A judge dismissed one of the murder charges against the former cop who killed George Floyd


Hennepin County Judge Peter Cahill on Thursday dismissed one of the murder charges against former Minneapolis police officer Derek Chauvin, who killed George Floyd after kneeling on his neck for nearly nine minutes. Cahill ruled that there was no probable cause required to maintain the allegations of third-degree murder for Chauvin's role in Floyd's death.

Cahill did not, however, dismiss the other, more serious charges against Chauvin, including second-degree murder and manslaughter, nor did he dismiss charges against the other three former Minneapolis police officers involved in Floyd's death.

"The court has sustained eight out of nine charges against the defendants in the murder of George Floyd, including the most serious charges against all four defendants,” Minnesota Attorney General Keith Ellison said in a statement after Cahill's ruling was announced. “This means that all four defendants will stand trial for murder and manslaughter, both in the second degree. This is an important, positive step forward in the path toward justice for George Floyd, his family, our community, and Minnesota. We look forward to presenting the prosecution’s case to a jury in Hennepin County."

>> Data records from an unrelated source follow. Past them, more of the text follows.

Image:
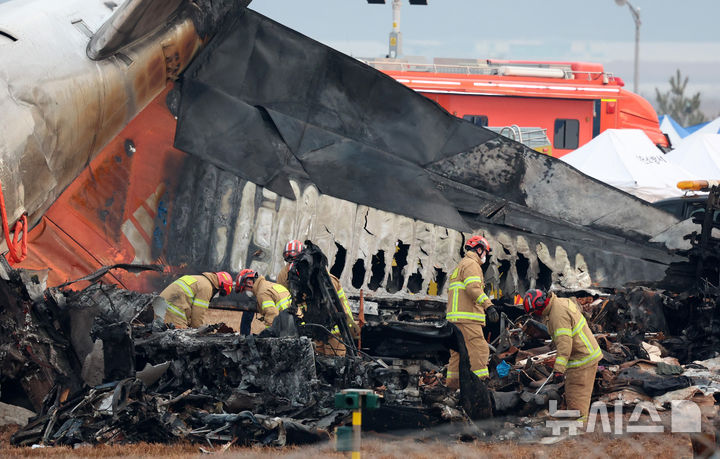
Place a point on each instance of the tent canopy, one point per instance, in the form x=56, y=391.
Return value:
x=627, y=159
x=700, y=155
x=672, y=129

At the heart of Cahill's decision to drop the third-degree murder charge was a question of whether or not Chauvin's actions were directed specifically at Floyd, or whether his behavior was posed a risk to any and everyone nearby.

"Because a third-degree murder charge can be sustained only in situations in which the defendant's actions were 'eminently dangerous to other persons' and were not specifically directed at the particular person whose death occurred, this is not an appropriate case for a third-degree murder charge," Cahill explained in his lengthy ruling.

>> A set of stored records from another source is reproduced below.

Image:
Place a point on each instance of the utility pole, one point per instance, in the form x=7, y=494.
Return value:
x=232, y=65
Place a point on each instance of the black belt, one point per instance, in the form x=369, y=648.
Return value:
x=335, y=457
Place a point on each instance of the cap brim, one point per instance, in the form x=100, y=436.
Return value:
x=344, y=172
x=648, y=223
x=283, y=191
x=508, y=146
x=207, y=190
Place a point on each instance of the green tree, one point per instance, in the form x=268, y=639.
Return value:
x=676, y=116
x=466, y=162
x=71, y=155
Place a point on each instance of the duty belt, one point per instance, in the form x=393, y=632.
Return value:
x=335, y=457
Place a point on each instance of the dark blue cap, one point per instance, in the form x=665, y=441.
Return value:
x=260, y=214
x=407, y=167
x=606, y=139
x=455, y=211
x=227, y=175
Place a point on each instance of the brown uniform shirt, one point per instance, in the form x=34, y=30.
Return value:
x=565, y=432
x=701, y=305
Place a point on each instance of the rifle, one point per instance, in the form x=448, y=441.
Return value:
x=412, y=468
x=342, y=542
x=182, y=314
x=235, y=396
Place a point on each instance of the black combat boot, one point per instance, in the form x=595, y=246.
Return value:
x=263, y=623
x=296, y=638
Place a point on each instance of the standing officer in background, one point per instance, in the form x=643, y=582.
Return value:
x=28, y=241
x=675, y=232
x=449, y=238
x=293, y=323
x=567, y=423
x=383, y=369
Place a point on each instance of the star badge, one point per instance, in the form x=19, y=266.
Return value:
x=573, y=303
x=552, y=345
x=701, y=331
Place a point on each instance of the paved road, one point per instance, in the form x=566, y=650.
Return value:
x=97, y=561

Notably, the ruling also cites the case of fellow former MPD officer Mohamed Noor, who was convicted of third-degree murder for the shooting death of Justine Ruszczyk Damond while responding to her 911 call in 2017. As Cahill explains, Noor's case was different, in that he had put others around him at risk when he fired the shots that killed Damond in a Minneapolis alleyway.

Cahill also denied requests by former officers Tou Thao, Thomas Lane, and J. Alexander Kueng to dismiss charges of aiding and abetting in Floyd's death, ruling that the legal statute allowed for the charges to stand even if the accused only learned of the crime as it was being committed.

Cahill's dismissal of the third-degree murder charge does not go into effect until early next week, to afford prosecutors time to consider whether they want to appeal the ruling. Ellison, in his statement, hinted that his team may be content to let the dismissal stand, saying "we are considering our options in light of the court's strong order on the remaining charges."

Last month, all four officers charged in Floyd's death appeared at a Hennepin County courthouse for a contentious pre-trial hearing that prompted mass protests outside the building. The trial of all four officers is scheduled to begin this coming March.